Immunotherapy treatment approved

New studies show that treatment with pembrolizumab, produced by Merck and branded as Keytruda, can prolong survival when used as a first-line treatment for advanced Merkel Cell Carcinoma. Approved by the FDA in December 2018, pembrolizumab is indicated for the treatment of adult and pediatric patients with recurrent locally advanced or metastatic MCC.
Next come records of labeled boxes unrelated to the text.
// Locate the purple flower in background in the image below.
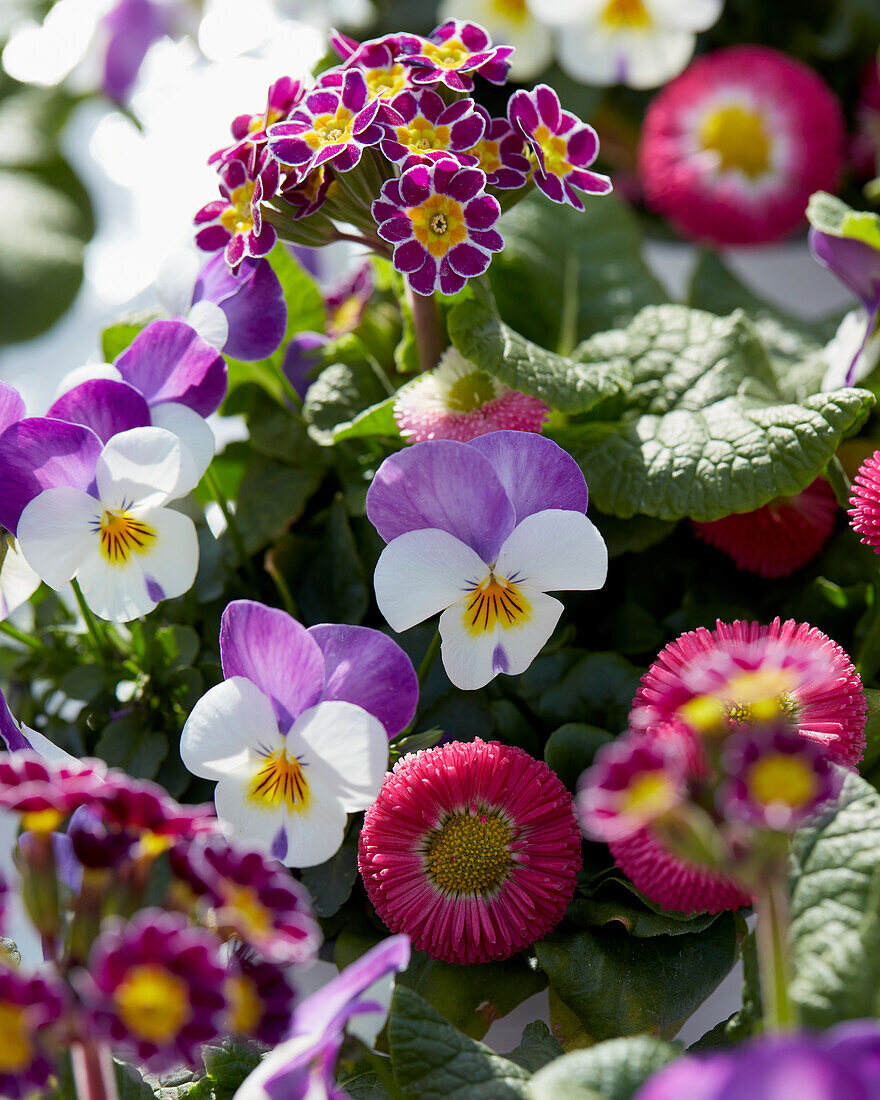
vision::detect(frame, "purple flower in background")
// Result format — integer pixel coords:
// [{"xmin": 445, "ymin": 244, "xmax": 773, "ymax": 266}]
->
[
  {"xmin": 507, "ymin": 84, "xmax": 612, "ymax": 210},
  {"xmin": 398, "ymin": 19, "xmax": 514, "ymax": 91},
  {"xmin": 372, "ymin": 157, "xmax": 504, "ymax": 295},
  {"xmin": 268, "ymin": 68, "xmax": 382, "ymax": 180},
  {"xmin": 180, "ymin": 600, "xmax": 418, "ymax": 867},
  {"xmin": 634, "ymin": 1020, "xmax": 880, "ymax": 1100},
  {"xmin": 366, "ymin": 431, "xmax": 608, "ymax": 690},
  {"xmin": 233, "ymin": 936, "xmax": 409, "ymax": 1100}
]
Immunotherapy works with the body’s immune system to fight some kinds of cancer by sending T cells to detect and fight the presence of infections and diseases. Cancer cells can use the PD-1 (programmed cell death) pathway to hide from T cells. This prevents T cells from attacking cancer cells, allowing them to spread.

Proteins in your body

PD-1 and PD-L1 are proteins found on cells in your body. When bound together, they can prevent T cells from killing cancer cells. Pembrolizumab is an anti-PD1 therapy. Part of the research looked at the distance between PD-1–positive (receptor) and PD-L1 positive (ligand) cells within the tumor. They found that when the cells were closer it was predictive of a positive response to pembrolizumab.2

Immunotherapy improves MCC treatment outcomes

Immunotherapy helped patients achieve better tumor control, manageable levels of toxicity and longer survival when compared with prior data collected from patients who were treated with systemic chemotherapy. Pembrolizumab has been shown to have a tolerable safety profile.2

Results show immunotherapeutic treatments are improving overall quality of life and survival for people with MCC. Research reflects improvement in targeted treatments, but what we know now does not yet identify predictably reliable biomarkers which can answer whether an immune checkpoint inhibitor, like pembrolizumab, is the most appropriate course of treatment. As the incidence of MCC continues to rise as people age and many become immunocompromised, future research is still needed to identify improved treatments for people with MCC.